O CASAMENTO
A mãe, uma artista de sentidos repletos de emoção, adorava música. Nos cinco anos em que convivi com ela, estive sempre rodeada de noturnos, sonatas e concertos, que me embalavam os sonhos como se Chopin, Bethoven ou Liszt estivessem ali, ao alcance das mãos.
A eletrola, elefante-branco que reproduzia sons, foi a grande aquisição da família, antes da era da televisão. Tinha o tamanho de um balcão de 1 metro de largura e era composto de toca-discos, rádio e auto-falante, reunidos num mesmo móvel que ornamentava a sala, como ornamentavam nossa vida os sons que dele saíam.
Todos os meses, quando recebia seu vencimento, como era chamado o dia do pagamento do salário de professora, a mãe trazia um disco novo pra casa. Era uma coleção mensal, muito bem gravada, com excelentes músicos e tinha uma característica irresistível. Vinha lacrada e só revelava seus segredos sonoros a quem apostava em seu escondido conteúdo. Com a curiosidade como maior propaganda, era uma coleção que desaparecia rapidamente das bancas. A mãe trazia o pacote inviolado e o abria na nossa frente, que reunidos em volta, saboreávamos a novidade. E o som, como se fosse volátil, se espalhava no ar para que o respirássemos.
Embalada nesse sonho, um dia ela comprou um piano. Quería-nos virtuoses a embalar seus dias. As manas logo foram para as aulas de música com a professora Alda Eggers e eu, como tinha só três anos, assistia fascinada. D. Alda era severa e exigia uma seriedade difícil de manter em meninas de oito, dez anos.
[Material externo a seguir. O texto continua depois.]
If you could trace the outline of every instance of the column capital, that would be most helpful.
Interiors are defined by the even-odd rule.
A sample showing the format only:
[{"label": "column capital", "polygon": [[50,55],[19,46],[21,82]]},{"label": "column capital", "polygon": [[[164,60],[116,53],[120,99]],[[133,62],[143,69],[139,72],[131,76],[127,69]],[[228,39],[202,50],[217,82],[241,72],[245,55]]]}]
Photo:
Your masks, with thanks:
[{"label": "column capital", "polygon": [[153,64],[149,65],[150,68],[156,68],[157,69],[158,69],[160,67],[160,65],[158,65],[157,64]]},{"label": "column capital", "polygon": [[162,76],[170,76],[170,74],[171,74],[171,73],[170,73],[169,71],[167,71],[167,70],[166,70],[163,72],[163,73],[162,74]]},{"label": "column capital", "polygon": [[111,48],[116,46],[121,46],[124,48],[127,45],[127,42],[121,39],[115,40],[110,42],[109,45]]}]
Mas, a partir das escalas cansativamente repetidas pelas manas e espiando o que acontecia nas cordas dentro do piano, fui compreendendo a peculiaridade de cada uma daquelas teclas mágicas. Daí a querer experimentar as notas foi um passo. Tirei de ouvido "Atirei um pau no gato" e, como o miau final era uma oitava acima, eu ficava procurando a nota até que o ouvido a aprovasse. Quando apresentei a música pra D. Alda, ela ficou encantada. Sua turma de alunos tinha uma audição de piano naquele mês e ela resolveu encerrar as apresentações com aquele miau procurado na ponta do dedinho indicador. Ah, como me lembro daquele dia em que, pela primeira vez, tive contato com a arte. Todas as pessoas que bateram palmas, pela ousadia de uma garotinha de três anos em busca dos sons, não sabiam então que se iniciava um casamento indissolúvel. E que, quase sessenta anos depois, numa viagem de palavras, cores e sons, das pontas dos meus dedos ainda fugiriam ideias em frenética busca de ar.